An exchange between Xi Jingping and Kim Jong Un implies that North Korea may restart nuclear weapons or ICBM tests if President Biden does not heed an implicit warning.

The Pyongyang- Beijing statement represents a clear threat to President Biden not to continue the policies of the Trump administration or face drastic consequences, reminding Washington that China continues to hold outsized influence in North Korea and the extent to which Pyongyang decides to restart tests of its nuclear weapons or intercontinental ballistic missiles depends on how aggressive an approach the United States takes.

The timing of the new threat becomes all the more conspicuous by the aggressive statement that Kim’s powerful sister issued last week, returning North Korea to international attention with pledges of fresh violence amidst an apparent stalemate in talks between Pyongyang and Washington.

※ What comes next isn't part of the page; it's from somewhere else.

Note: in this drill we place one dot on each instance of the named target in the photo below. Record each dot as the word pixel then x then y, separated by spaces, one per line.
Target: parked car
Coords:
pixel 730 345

Both countries have since confirmed that North Korea has not responded to diplomatic outreach from both the Trump and Biden administrations for more than a year.

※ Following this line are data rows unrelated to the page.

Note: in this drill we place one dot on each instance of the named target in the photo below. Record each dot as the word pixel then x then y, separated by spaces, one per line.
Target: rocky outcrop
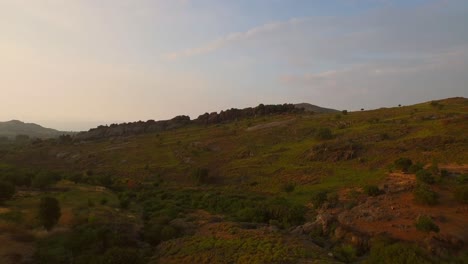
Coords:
pixel 151 126
pixel 333 152
pixel 237 114
pixel 135 128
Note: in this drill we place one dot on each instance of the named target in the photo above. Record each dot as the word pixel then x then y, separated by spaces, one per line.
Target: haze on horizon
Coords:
pixel 72 65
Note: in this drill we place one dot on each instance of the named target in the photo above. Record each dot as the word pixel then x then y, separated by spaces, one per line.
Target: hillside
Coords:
pixel 13 128
pixel 287 187
pixel 316 109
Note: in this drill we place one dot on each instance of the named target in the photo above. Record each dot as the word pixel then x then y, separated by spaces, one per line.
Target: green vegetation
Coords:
pixel 49 212
pixel 236 191
pixel 425 176
pixel 324 133
pixel 372 190
pixel 424 223
pixel 7 190
pixel 403 164
pixel 425 195
pixel 385 252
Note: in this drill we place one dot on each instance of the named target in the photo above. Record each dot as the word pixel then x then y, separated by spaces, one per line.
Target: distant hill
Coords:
pixel 316 109
pixel 13 128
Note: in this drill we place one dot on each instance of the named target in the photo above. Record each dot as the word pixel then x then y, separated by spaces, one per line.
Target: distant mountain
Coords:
pixel 13 128
pixel 316 109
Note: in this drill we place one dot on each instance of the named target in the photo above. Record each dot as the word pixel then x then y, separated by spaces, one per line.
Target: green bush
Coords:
pixel 425 177
pixel 414 168
pixel 423 194
pixel 319 198
pixel 49 212
pixel 401 253
pixel 372 190
pixel 425 224
pixel 345 253
pixel 45 179
pixel 288 187
pixel 201 175
pixel 461 194
pixel 324 133
pixel 7 190
pixel 403 164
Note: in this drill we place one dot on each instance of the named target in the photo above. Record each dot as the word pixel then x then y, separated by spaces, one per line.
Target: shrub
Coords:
pixel 288 187
pixel 415 168
pixel 372 190
pixel 425 176
pixel 425 224
pixel 319 198
pixel 461 194
pixel 7 190
pixel 201 175
pixel 49 212
pixel 462 179
pixel 403 164
pixel 45 179
pixel 424 194
pixel 385 253
pixel 346 253
pixel 324 133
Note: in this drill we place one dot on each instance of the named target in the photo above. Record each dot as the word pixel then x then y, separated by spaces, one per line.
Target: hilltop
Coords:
pixel 13 128
pixel 243 187
pixel 314 108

Monday’s exchange comes days after a fiery meeting last week between top American and Chinese diplomats in Alaska. Both sides appeared eager for their domestic and international audience to see the hard line each plans to take against each other, and so the usually staid and brief opening remarks on Thursday almost immediately devolved into a 90- minute exchange of rants with each side publicly blaming the other for regional and, at times, global instability.

The seemingly schizophrenic response from the Chinese delegation was widely seen as a classic example of Beijing’s diplomacy. Monday’s threats pile on to that strategy with a reminder that China must, to a certain extent, accept any punishments that the US exacts on North Korea for them to have any effect.